M=relative molecular mass of palmitic acid=256
V=volume of NaOH used
N=Normality (concentration) of NaOH
m=weight of oil used
The tiger nut oil was packaged and stored in bottles at room temperature (28°C) for a period of three months (12 weeks) away from visible ray of light. The samples were taken analysed at two weeks interval to evaluate FFA, thiobarbutirc acid and moisture content.
Results and Discussion
Storage time increased but the moisture content increased and decreased slightly as the storage time increased significantly at (p<0.05; Fig. 4). It was also in agreement with the acceptable limit for moisture content of oils. The moisture content of food however gives an indication of its shelf-stay and nutritive value, hence low moisture content is a requirement for long storage life (Okene and Evbuomwan, 2014).
Effect of storage on FFA of tiger nut oil is shown in Fig. 5. FFA values of the stored oil for sample of oil from black tiger nut from 0 to 12 weeks were ranged between 0.75–0.87, sample Brown (0.39–0.41) while sample yellow ranged from 0.19–0.22. The FFA values for sample black and brown increased during storage while in sample Yellow; there was an unsteady decrease in FFA during storage.
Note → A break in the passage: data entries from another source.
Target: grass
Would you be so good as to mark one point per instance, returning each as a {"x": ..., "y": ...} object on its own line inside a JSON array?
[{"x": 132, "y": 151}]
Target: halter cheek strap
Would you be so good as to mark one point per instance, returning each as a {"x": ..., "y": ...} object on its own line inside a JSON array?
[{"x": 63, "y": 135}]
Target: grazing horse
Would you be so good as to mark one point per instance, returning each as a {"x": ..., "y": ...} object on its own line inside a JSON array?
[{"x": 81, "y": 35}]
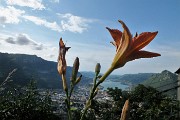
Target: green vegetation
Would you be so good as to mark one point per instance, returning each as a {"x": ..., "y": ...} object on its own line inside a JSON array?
[
  {"x": 24, "y": 103},
  {"x": 33, "y": 67}
]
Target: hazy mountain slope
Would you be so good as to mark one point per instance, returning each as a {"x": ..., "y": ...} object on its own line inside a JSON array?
[
  {"x": 31, "y": 67},
  {"x": 163, "y": 81}
]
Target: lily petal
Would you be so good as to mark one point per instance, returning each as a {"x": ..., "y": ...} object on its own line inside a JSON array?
[
  {"x": 120, "y": 55},
  {"x": 142, "y": 40},
  {"x": 116, "y": 35},
  {"x": 142, "y": 54}
]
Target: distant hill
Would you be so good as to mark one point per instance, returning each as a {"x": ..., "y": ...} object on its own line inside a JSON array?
[
  {"x": 163, "y": 81},
  {"x": 31, "y": 67},
  {"x": 128, "y": 79}
]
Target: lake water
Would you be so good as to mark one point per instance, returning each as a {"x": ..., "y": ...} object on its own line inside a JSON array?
[{"x": 112, "y": 84}]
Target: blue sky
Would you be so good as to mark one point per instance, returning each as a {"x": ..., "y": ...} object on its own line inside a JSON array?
[{"x": 35, "y": 26}]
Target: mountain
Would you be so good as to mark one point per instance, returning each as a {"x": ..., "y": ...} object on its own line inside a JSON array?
[
  {"x": 163, "y": 81},
  {"x": 129, "y": 79},
  {"x": 31, "y": 67}
]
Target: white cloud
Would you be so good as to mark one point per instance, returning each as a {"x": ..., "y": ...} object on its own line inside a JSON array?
[
  {"x": 10, "y": 15},
  {"x": 32, "y": 47},
  {"x": 38, "y": 21},
  {"x": 54, "y": 1},
  {"x": 24, "y": 40},
  {"x": 74, "y": 23},
  {"x": 35, "y": 4}
]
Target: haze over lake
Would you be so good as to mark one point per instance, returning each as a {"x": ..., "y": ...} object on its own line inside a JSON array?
[{"x": 112, "y": 84}]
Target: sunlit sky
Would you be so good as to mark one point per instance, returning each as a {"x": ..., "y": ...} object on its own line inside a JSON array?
[{"x": 35, "y": 26}]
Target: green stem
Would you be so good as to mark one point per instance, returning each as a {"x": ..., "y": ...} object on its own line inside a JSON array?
[
  {"x": 108, "y": 72},
  {"x": 68, "y": 106},
  {"x": 88, "y": 103}
]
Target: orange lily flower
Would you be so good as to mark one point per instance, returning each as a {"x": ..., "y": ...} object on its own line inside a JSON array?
[
  {"x": 128, "y": 48},
  {"x": 61, "y": 58}
]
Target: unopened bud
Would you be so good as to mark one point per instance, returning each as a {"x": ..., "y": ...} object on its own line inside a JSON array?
[
  {"x": 64, "y": 82},
  {"x": 98, "y": 68},
  {"x": 75, "y": 69},
  {"x": 78, "y": 79},
  {"x": 96, "y": 91}
]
This procedure measures the malondialdehydes (MDA) formed as the split product of an endo peroxide of unsaturated fatty acids resulting from oxidation of a lipid substrate (Antolovich et al., 2002). Brown tiger nut oil seem stable from the graph. the black was stable for TBA but start decreasing with time. The yellow sample was unstable. These variation may be due to varieties of samples sources and ability to absorb transmit or deflect light.
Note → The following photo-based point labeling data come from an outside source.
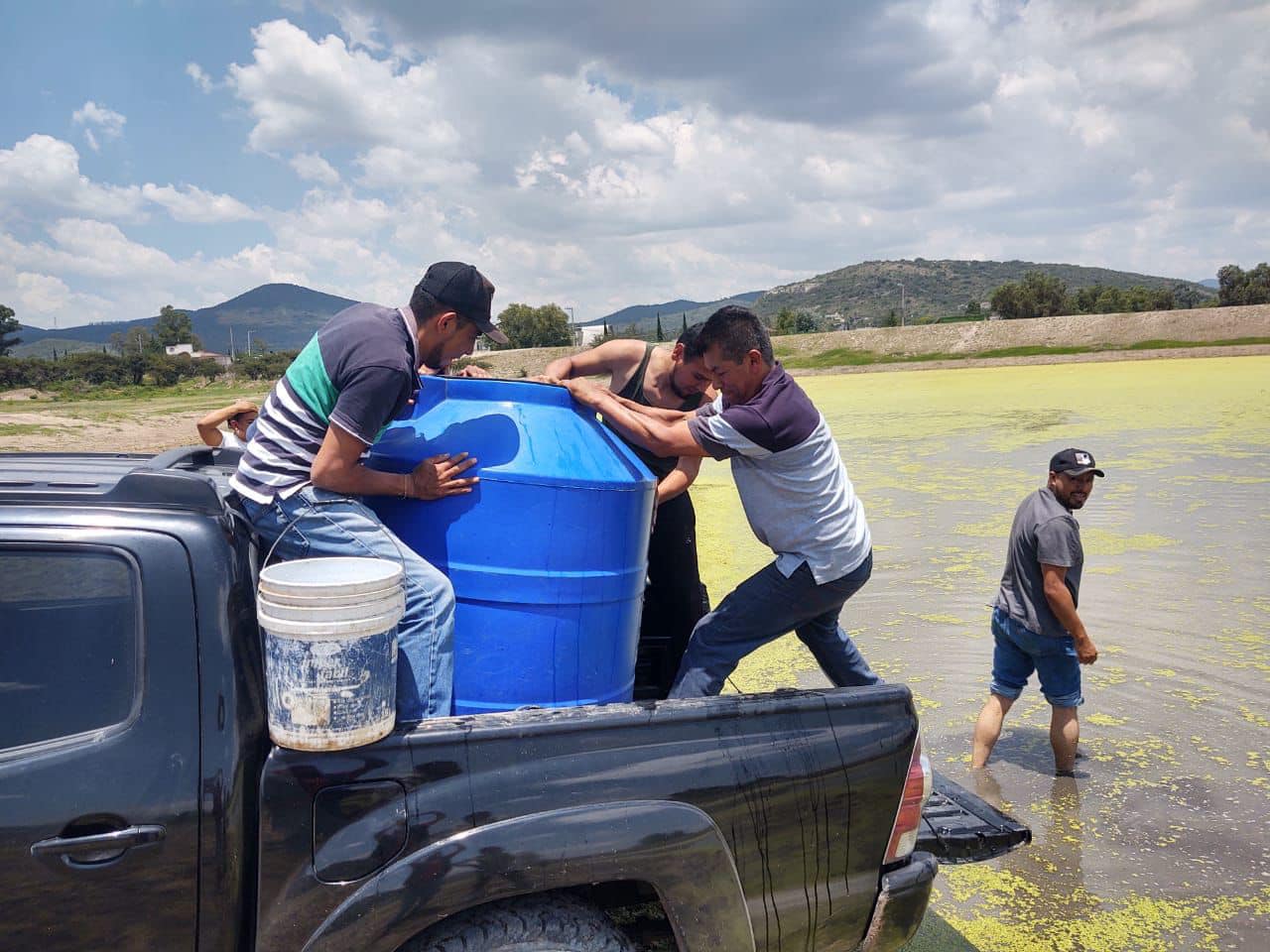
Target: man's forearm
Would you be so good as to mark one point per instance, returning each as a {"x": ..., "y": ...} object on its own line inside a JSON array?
[
  {"x": 654, "y": 412},
  {"x": 358, "y": 480},
  {"x": 1065, "y": 610},
  {"x": 642, "y": 428}
]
Measures in secondary lipid oxidation products changes of the oils during storage for a period of 3 months are shown in Fig. 6. Significant (p<0.05) difference existed between black and brown and as storage time increased only for yellow, there was changes in the TBA values as the storage time increased. It seems that the increase and decrease of TBA value were as a function of time of heating depends on the number of malondialdehydes produced. This result values collaborated with Gulla and Waghray (2011) work that reported storage studies on sesame and rice bran oil. TBA measures secondary lipid oxidation products, which are also responsible for the rancid taste during storage (Decker et al., 2000).
Storage time increased but the peroxide value decreased as the storage time increased. Fig. 7. The graph indicate a stable peroxidicity of the oil samples, implying that the oil could be readily stable under favourable state. The Peroxide value of an oil or fat is used as a measurement of the extent to which oxidation reactions have occurred during processing and storage. Autoxidation in this oil are relatively stable, involving less oxygen that could leads to deterioration of fats and oils which could have form off-flavors and off-odors. The values obtained during storage did not exceed the limit of 10 meq/kg (SON, 2000). According to Alhibshi et al. (2016) these varietal sample oil are safe. Peroxide values of this oils are less than 10 milliequivalents /kg Rancidity set in at peroxide value between 30 and 40 milliequivalents/kg,. However, high peroxide values are a definite indication of rancid fat, but moderate values may be the result of depletion of peroxides after reaching high concentrations (Kamsiah and Yusof, 2012).
Quality parameters of stored tigr nut oil showed that there was change during storage but the changes in FFAs, perioxide values, thiobabeturic acid values for all varietal samples are with recommended limits by standared hence food and home application plausible. The properties of the stored tiger nut oil for the 12 weeks showed that the oil is could be useful and can play important roles in providing food security. Because the sources are relatively cheap and abundant, these could enhance livelihoods, improve nutritional status and social wellbeing for vulnerable groups.